Role of Social Worker
Social worker plays various types of roles in catering the needs of his clients. As care giver he counsel and support people with problems in a therapeutic way to promote change. As a consultant he works with individual and groups to assist in their problems and programs. As a broker he helps people to reach services they need and make the system more useful. As a mobilizer he tries to bring new resources to individual and groups.
As an evaluator he evaluates the weakness and strengths of individual and groups, their need and problems. As an advocate he works for the improvement of policies and laws in order to make system more effective.

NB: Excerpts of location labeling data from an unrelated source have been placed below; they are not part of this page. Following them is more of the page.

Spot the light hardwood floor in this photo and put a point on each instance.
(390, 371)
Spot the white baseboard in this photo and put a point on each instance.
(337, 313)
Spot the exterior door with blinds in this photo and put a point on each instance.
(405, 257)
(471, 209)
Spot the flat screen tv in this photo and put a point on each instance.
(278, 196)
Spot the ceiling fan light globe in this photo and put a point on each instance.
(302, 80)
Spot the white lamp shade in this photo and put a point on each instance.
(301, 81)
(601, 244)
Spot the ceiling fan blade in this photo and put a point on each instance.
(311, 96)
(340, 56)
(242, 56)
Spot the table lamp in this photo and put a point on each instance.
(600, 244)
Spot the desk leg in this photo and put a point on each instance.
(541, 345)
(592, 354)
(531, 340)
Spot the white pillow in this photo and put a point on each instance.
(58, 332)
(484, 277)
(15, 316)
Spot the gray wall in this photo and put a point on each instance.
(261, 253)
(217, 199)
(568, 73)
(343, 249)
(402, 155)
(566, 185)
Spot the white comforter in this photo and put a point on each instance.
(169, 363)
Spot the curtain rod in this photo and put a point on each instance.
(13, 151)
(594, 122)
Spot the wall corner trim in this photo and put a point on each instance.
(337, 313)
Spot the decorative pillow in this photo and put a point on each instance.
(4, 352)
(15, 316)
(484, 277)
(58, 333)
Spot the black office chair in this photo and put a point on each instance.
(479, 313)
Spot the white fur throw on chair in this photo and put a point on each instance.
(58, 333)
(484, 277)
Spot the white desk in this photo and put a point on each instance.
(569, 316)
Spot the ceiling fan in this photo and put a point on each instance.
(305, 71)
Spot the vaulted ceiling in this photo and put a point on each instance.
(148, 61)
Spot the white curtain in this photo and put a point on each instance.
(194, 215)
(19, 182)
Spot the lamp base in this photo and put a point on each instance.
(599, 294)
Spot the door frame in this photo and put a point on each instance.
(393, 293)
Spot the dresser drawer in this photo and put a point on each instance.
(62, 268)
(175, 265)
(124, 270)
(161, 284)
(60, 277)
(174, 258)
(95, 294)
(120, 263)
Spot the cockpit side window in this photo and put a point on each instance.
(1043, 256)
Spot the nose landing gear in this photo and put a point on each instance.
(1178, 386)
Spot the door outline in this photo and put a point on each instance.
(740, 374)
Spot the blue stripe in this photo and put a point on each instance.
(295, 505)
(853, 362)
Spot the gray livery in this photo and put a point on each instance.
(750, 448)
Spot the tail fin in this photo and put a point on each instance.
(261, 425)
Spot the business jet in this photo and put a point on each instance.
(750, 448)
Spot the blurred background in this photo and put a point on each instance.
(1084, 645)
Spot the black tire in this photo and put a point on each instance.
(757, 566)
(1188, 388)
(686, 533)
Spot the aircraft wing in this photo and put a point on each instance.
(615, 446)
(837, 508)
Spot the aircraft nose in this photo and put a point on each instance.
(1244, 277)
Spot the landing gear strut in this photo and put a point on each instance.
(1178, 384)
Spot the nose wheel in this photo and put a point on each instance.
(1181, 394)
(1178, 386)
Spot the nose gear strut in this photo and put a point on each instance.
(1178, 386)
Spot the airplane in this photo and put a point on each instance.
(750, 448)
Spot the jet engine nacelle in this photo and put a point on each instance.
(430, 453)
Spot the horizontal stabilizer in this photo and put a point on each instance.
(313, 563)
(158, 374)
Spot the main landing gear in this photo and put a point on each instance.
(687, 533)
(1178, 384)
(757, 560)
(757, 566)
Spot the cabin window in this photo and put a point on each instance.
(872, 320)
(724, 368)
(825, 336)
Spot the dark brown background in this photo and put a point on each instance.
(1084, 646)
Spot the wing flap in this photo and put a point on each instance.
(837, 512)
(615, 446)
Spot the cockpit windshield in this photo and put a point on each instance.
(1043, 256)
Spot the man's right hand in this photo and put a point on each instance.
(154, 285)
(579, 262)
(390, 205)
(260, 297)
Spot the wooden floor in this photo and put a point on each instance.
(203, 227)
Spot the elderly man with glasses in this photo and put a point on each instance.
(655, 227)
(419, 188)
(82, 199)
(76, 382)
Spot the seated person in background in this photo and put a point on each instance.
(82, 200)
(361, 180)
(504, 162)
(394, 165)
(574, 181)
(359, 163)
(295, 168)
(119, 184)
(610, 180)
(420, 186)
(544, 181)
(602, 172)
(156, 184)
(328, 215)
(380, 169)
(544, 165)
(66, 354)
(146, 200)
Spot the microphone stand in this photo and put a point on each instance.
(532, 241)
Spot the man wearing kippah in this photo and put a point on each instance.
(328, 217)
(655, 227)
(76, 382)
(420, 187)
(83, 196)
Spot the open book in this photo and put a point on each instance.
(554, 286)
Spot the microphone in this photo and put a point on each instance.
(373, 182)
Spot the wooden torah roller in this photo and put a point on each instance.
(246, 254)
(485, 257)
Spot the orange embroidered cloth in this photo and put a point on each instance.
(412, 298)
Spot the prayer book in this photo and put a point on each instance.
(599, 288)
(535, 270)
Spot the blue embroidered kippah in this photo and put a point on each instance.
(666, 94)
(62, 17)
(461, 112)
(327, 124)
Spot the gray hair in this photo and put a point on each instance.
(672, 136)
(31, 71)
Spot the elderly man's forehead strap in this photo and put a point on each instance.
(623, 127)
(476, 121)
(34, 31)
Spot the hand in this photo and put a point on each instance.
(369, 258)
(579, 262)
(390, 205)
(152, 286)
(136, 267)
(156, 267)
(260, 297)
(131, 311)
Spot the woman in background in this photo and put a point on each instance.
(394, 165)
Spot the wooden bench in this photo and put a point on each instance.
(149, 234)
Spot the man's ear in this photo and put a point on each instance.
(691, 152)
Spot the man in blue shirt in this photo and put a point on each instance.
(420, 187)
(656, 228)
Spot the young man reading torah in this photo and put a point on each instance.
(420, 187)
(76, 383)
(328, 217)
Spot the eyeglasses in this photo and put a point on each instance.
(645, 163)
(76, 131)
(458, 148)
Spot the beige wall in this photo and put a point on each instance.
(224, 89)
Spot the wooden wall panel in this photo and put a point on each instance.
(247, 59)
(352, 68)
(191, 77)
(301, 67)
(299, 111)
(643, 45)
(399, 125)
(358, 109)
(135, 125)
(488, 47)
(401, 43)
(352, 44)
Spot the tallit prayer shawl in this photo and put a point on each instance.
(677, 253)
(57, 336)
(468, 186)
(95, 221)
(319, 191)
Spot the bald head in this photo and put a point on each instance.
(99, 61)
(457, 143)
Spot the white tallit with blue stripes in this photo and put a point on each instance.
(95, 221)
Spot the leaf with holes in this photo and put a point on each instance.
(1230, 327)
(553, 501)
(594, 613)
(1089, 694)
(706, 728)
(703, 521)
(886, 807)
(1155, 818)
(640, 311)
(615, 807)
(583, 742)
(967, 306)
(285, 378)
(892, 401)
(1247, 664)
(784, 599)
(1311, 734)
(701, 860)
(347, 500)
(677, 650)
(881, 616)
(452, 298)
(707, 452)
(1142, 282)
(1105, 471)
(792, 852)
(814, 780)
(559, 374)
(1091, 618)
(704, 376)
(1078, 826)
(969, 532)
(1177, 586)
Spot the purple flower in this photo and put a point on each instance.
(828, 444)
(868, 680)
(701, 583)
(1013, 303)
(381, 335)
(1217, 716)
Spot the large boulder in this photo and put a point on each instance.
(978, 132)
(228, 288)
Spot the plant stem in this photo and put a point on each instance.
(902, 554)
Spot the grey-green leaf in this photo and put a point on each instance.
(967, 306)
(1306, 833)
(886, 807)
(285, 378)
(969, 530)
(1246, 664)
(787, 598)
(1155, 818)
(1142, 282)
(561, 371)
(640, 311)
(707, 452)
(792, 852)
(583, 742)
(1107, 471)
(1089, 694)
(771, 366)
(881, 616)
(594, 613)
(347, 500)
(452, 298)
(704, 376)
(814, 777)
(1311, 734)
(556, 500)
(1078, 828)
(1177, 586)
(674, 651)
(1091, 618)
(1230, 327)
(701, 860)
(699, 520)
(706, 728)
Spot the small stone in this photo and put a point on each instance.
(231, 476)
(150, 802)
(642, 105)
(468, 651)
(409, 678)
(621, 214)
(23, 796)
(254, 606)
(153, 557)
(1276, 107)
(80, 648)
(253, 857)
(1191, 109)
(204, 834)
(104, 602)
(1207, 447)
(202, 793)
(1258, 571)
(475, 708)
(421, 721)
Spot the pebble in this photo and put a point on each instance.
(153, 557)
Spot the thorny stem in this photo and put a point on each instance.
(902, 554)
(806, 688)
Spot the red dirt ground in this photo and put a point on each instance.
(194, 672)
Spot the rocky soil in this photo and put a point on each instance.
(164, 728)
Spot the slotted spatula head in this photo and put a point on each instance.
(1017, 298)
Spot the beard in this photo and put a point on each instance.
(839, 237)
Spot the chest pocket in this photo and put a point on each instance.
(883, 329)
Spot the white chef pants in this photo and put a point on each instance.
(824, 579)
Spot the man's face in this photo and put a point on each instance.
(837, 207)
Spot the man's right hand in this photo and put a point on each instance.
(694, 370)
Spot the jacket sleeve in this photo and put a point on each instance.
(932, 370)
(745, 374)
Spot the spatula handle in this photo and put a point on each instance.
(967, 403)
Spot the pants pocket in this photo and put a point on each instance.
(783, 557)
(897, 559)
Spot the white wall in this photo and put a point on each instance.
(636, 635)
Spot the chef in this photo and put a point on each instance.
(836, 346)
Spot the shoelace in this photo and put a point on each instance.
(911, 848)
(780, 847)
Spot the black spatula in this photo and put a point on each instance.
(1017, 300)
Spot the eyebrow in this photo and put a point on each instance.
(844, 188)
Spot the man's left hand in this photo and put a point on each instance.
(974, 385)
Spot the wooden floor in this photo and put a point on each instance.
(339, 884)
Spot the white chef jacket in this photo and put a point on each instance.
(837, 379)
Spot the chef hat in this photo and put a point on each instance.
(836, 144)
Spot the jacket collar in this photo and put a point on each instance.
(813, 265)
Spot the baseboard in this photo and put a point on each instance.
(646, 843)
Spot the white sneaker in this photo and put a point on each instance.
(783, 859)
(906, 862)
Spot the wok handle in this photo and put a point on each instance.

Barker (1987) has described the following roles of social workers:
- Enabler Role
The enabler role is the responsibility to help the client become capable of coping with situation of transitional stress. Specific skills used in achieving this objective include conveying hope, reducing resistance and ambivalence, recognizing and managing feelings, identifying and supporting personal strengths and breaking down problems into parts that can be solved more readily, and maintaining a focus on goals and the means of achieving them. - Facilitator Role
The facilitator role is the responsibility to expedite the change effort by bringing together people and lines of communications, channeling their activities and resources and providing them with access to expertise. - Activist Role
According to Barker social activists alert the general public about social problems or injustices and garner support to alleviate these conditions. Social activists mobilize resources, build coalitions, take legal actions and lobby for legislation. They create just social policies as well as initiate new funding or funding reallocations which address there identified priority issues. Social activist empower community based efforts to resolve community issues, redress social injustice and generate social reform. - Educator Role
The educator role includes the responsibility to teach clients necessary adaptive skills. This is done by providing information in a way that is understandable to the client, offering advice and suggestions, identifying alternatives and their probable consequences, modeling behaviors, teaching problem solving technique and clarifying perceptions. - Mobilizer Role
The mobilizer role is the responsibility to help people and organizations combine their resources to achieve goals of mutual importance. This is accomplished by bringing clients together, enhancing lines of communication, clarifying goals and steps to achieve them and devising plans for gaining greater support.